The parade ended at American Legion Post 83, where Mike Anderson Sr., who lost his son, Cpl. Michael D. Anderson Jr., in 2004 in Fallujah, Iraq, gave the keynote speech.
He said it was important as a nation to "never forget." He said first responders know where they're going and what they're doing. His son, he said, "stepped forward." He said his son had served for 3½ years in the Army.
"The heavens opened up and shed their sorrows on us," said Bill Baker, judge advocate of the American Legion Riders. "Our first responders stand ready when anything goes wrong. We must always remember never to forget."
In Atwater, the city commemorates Sept. 11 annually, according to Atwater Police Detective Armando Echevarria. Organizers expected about 200 people for the City of Atwater Never Forget Parade and Ceremony on Sunday afternoon. American flags lined both sides of Bellevue Road as Atwater's first responders, residents, California Highway Patrol and others paraded down the road.

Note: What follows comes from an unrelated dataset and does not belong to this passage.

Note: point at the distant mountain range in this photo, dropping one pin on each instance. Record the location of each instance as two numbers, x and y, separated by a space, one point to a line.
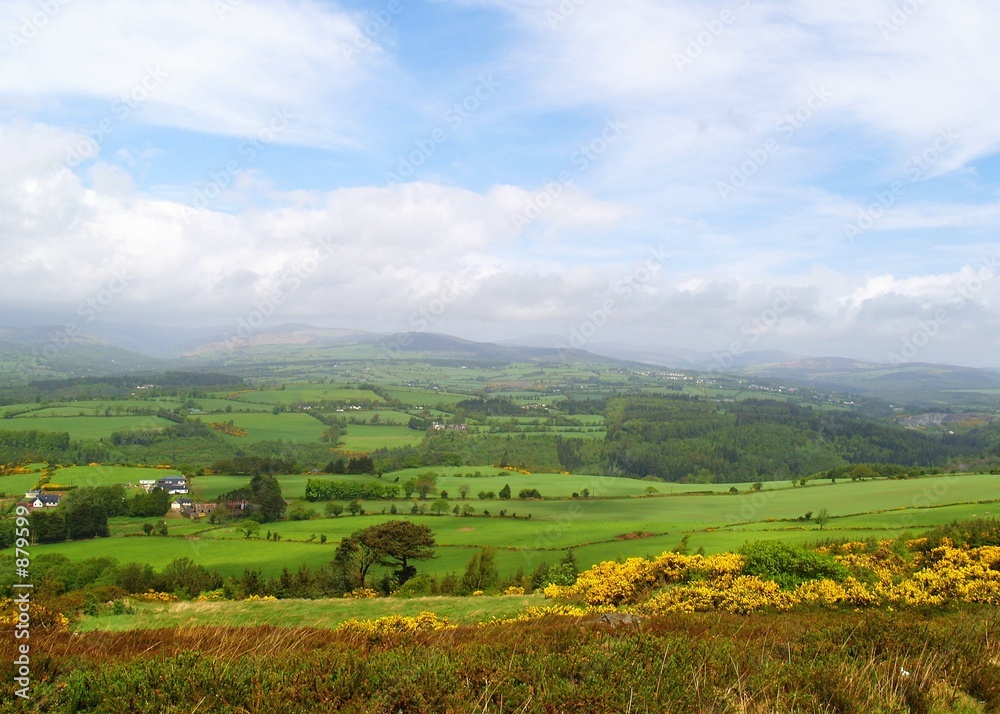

"It's heartbreaking," said Gayle Catuiza, who was standing on the side of Bellevue Road as the paradegoers drove and walked by. She said she remembered the events of Sept. 11. "My daughter was 2 years old. It brought me to tears," said Catuiza, who works for the Merced County Office of Education.
Some people in the crowd started to cry during the ceremony at the Atwater Community Center, where the American flag was flown high while a red 9/11 "Never Forget" flag was hung on an Atwater firetruck.
Earlier in the day in Merced, at Gurr Road and West Highway 140, about 350 people attended a pancake breakfast benefit and ceremony, organized by Cal Fire firefighters, for a sense of family, community and pancakes.
There were 343 flags on the side of the property honoring the 343 first responders who lost their lives on Sept. 11.
"I think it's a great show of support for not only recognizing the 10-year anniversary of the tragic events. It's real special having the color guard here. Great way to honor the 343 great men and women," said Cal Fire Battalion Chief Mark Lawson.
Erica Cardey, 33, of Merced was at the breakfast with her family because they wanted to "be part of the community." Sept. 11, she said, was "the day the world changed."
"It's nice to be together on a day like today," she said.